I'd love to make it do what you need.
The app uses a custom renderer inspired by ReMotion, so while the app can output MP4s, I also have a player that is dynamic HTML/CSS animation powered by JS, hosted either on my site. I could make it a player that is hosted from anywhere, and I think I will do this for a free tier.
Theoretically, this setup can handle videos of arbitrary length, but practically speaking, I've only thoroughly tested around 10–15 minutes. I'd recommend caution with significantly longer recordings (like an hour) for now, as you might encounter rendering issues.
Might be worth calling that out either way.
I've built a 100% web-based screen recording tool aimed at product marketing managers, developers, or anyone wanting to showcase their work along with a talking head. Inspired by ScreenStudio, it allows you to effortlessly create polished recordings directly from your browser.

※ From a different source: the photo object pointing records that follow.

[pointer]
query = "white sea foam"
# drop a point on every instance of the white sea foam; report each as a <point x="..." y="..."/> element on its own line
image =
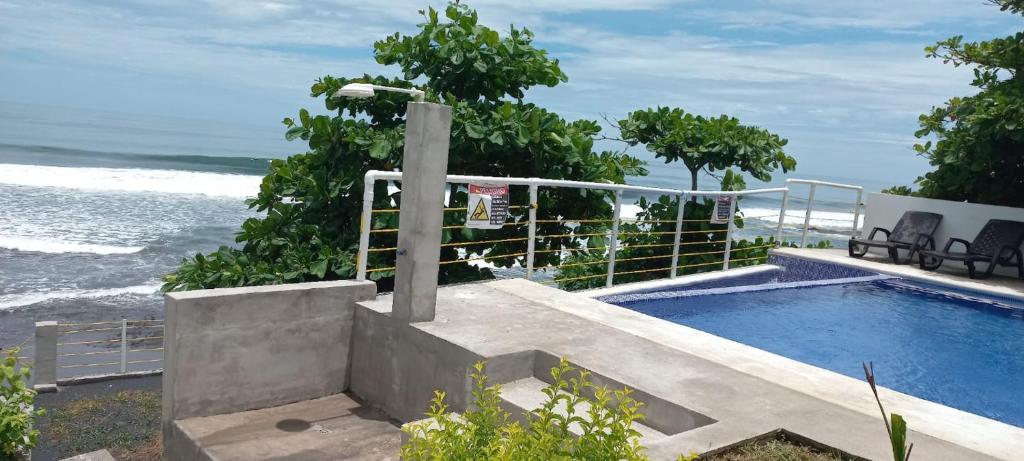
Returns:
<point x="131" y="179"/>
<point x="58" y="246"/>
<point x="23" y="299"/>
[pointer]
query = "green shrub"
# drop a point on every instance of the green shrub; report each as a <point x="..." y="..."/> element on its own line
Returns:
<point x="16" y="414"/>
<point x="895" y="424"/>
<point x="604" y="429"/>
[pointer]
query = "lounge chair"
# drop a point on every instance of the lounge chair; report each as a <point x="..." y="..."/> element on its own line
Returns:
<point x="911" y="233"/>
<point x="997" y="244"/>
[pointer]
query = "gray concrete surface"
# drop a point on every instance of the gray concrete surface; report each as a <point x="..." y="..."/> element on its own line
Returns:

A couple of technical highlights I'm particularly proud of:
Initially, I used ReMotion but ran into limitations. I ended up building my own animation engine from scratch, closely inspired by ReMotion's capabilities but tailored specifically for my use-case.

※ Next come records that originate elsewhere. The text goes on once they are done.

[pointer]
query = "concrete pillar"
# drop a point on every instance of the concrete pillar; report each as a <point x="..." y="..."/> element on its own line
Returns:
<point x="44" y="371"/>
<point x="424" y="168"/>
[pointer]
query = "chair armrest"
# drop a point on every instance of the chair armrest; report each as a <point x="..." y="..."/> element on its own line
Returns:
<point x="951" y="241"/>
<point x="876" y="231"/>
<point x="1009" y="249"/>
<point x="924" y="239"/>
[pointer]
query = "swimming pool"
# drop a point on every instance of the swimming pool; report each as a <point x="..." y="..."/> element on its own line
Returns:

Due to browser security constraints with getDisplayMedia(), I couldn't directly track cursor movements. To overcome this, I trained a custom YOLO (You-Only-Look-Once) model for cursor detection. This allowed me to implement smooth, mouse-following animations within recordings, bypassing the browser limitations entirely.
Happy to dive deeper into the tech if anyone's interested!
I really want a free version from commercial use tbh, not that cursorful is expensive
Here is the JS-based player: https://screenrecorder.me/projects/s3hx9YRgXNsrN1s/player
Here is a video that I rendered: https://screenrecorder.me/player/s3hx9YRgXNsrN1s
There are definitely artifacts, especially in the latter, but in practice the videos I've been creating have been working well. Also, it's primarily because the zoom is so high.
In practice, I usually set the zoom much lower and it doesn't have as much artifacting. Check out the homepage video
The MDN support table does not differentiate in this regard.
I'm super passionate about this though. Totally up my alley as a Dev and aspiring Growth Hacker, Product Marketing Manager.
The idea is to build a tool and use it to grow itself.
Also, anyone want to talk offline about anything at all, please contact me at john@screenrecorder.me
First we really need the Source code of this tool though if we really want this tool to stay for posterity!
"If I make something so great then people will still pay me even if I give it away for free!"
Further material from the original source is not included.